It’s too late to apologize for what you’ve done and how you’ve treated me. I can’t imagine that you would treat anyone else like that because I know that God did not put that into your soul. Your soul is beautiful, but not conservative; passionate but confused…lost, like a red and wet faced child wandering down a rural road looking for the dog they’ve grown up with. Your fascinated with pretty things that catch your attention and admire you for one reason or another. I can see why they would admire you but I can’t see why they’d stick around to see the butterfly you won’t turn into.
You gave me things I don’t want to let anyone else give me. My miscarriage was a terrible experience but I tell you…I’ve learned a thing or two from it. You’ve chased sweets while I was watching but I let you get your taste and turned a blind eye to your indulgences. I always hated it, and you knew it, but I trusted that you would change…how, my, how I wished you’d have changed.
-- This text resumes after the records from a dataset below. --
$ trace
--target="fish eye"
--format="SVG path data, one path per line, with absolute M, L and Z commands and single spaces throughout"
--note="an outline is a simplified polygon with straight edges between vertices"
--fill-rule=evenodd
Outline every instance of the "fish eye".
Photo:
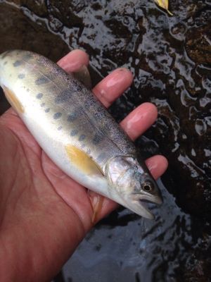
M 147 181 L 143 184 L 143 189 L 146 192 L 152 192 L 153 190 L 154 185 L 152 182 Z

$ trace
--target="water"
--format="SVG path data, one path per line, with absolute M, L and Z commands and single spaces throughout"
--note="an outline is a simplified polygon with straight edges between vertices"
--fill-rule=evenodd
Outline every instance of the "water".
M 136 145 L 144 157 L 162 153 L 170 162 L 155 221 L 115 212 L 57 281 L 210 281 L 211 2 L 170 1 L 170 10 L 172 17 L 153 0 L 0 0 L 1 52 L 27 49 L 56 61 L 84 49 L 94 85 L 128 67 L 134 84 L 110 110 L 120 121 L 155 103 L 158 121 Z

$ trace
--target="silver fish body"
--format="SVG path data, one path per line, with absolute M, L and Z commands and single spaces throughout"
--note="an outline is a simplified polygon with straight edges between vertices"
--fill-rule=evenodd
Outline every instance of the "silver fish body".
M 156 183 L 127 135 L 74 75 L 35 53 L 0 56 L 0 85 L 32 135 L 64 172 L 147 218 L 161 203 Z

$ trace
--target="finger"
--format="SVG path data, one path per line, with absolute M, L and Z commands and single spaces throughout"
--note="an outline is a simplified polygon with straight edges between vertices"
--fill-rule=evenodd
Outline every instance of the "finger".
M 153 104 L 143 103 L 132 111 L 120 125 L 132 140 L 143 134 L 155 121 L 157 108 Z
M 88 66 L 89 56 L 82 50 L 71 51 L 66 56 L 60 59 L 57 63 L 67 73 L 72 73 L 79 70 L 83 66 Z
M 132 81 L 133 76 L 129 70 L 117 68 L 97 84 L 93 89 L 93 92 L 108 108 L 122 94 Z

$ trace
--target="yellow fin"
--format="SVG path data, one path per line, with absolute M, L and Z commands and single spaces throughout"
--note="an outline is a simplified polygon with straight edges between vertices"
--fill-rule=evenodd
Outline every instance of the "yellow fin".
M 84 151 L 70 145 L 65 146 L 65 149 L 71 163 L 86 174 L 103 174 L 97 164 Z
M 20 102 L 18 99 L 15 94 L 6 86 L 3 86 L 2 88 L 8 102 L 10 103 L 12 107 L 18 114 L 24 113 L 24 107 Z
M 161 8 L 166 10 L 170 16 L 173 16 L 172 13 L 169 10 L 168 0 L 155 0 L 155 2 Z
M 105 197 L 101 195 L 92 192 L 91 202 L 93 209 L 93 214 L 91 216 L 91 223 L 93 224 L 96 224 L 99 220 L 104 199 Z

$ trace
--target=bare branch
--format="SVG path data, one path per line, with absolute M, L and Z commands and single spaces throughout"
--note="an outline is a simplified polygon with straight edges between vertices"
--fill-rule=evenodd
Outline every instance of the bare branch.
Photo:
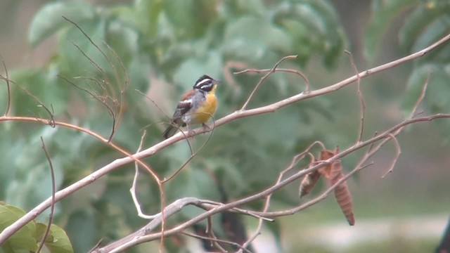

My heart hasn’t stopped beating for the person that I knew, deep down, you’d never be. It isn’t because you don’t want to be that person – you just don’t have it in you. I am more than enough woman for you to handle; I’m too strong for your superficiality, too literal for your euphemisms, too colorful for your black & white…there is simply too much dreaming within me to accompany your general tones.
You won’t get the best of me. This is my life, my story. And I won’t take a step back for you.Thanks for all you’ve taught me. I’ve forgiven, but I’ll never forget.